Mais le détail important, c’est le compromis choisi. Pour baisser les prix, Xbox a retiré les futurs Call of Duty du lancement day one sur Game Pass. Et ça, c’est énorme. Parce que sous Phil Spencer, le “day one Game Pass” était quasiment devenu une religion chez Xbox. Aujourd’hui, Sharma semble considérer que le modèle coûtait trop cher, qu’il cannibalisait les ventes, et n’était pas soutenable à grande échelle.

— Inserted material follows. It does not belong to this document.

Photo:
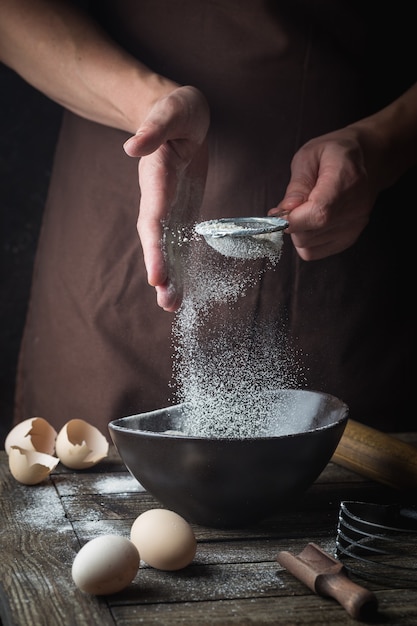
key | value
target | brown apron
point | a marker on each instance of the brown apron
(96, 346)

En réalité, Xbox essaie surtout de redevenir… Xbox

C’est probablement le point clé. Sous Spencer, Xbox était devenu très service, très cloud, très “plateforme”, parfois presque détaché du hardware Xbox lui-même. Asha Sharma semble vouloir rééquilibrer tout ça. Pas abandonner le multiplateforme, pas tuer le Game Pass, pas revenir à la guerre frontale contre Sony des années 360/PS3… Mais remettre de la valeur dans la console Xbox, de la cohérence dans l’offre, et une identité plus forte pour la marque.

D’où le retour du branding “Xbox” au lieu de “Microsoft Gaming”, l’arrêt de certains projets IA peu populaires (Copilot), le recentrage sur l’expérience console et PC, ou encore la fameuse idée de “fix the fundamentals”.

Et maintenant ?

Est-ce que Xbox peut vraiment revenir totalement en arrière ? Très peu probable. Parce que Microsoft dépend désormais énormément des revenus PlayStation, du PC, du cloud, et des abonnements. Après le rachat d’Activision, Xbox est devenu un éditeur gigantesque. Et un éditeur géant ne peut pas facilement se priver du marché PlayStation, qui reste énorme.

Donc on pourrait voir moins de sorties simultanées, davantage d’exclusivités temporaires, des fenêtres de lancement différentes, une console replacée au centre du débat et optimisée (Sharma veut des updates Xbox toutes les deux semaines), ou une stratégie “jeu par jeu”… Mais pas un retour au modèle fermé de l’époque Xbox 360. Le vrai tournant, finalement, c’est peut-être celui-ci : Xbox ne cherche plus à être “Netflix du jeu vidéo”. Maintenant, Microsoft semble surtout vouloir éviter que Xbox devienne… Sega 2.0. Et ça, chez les fans historiques, c’est un sujet extrêmement sensible.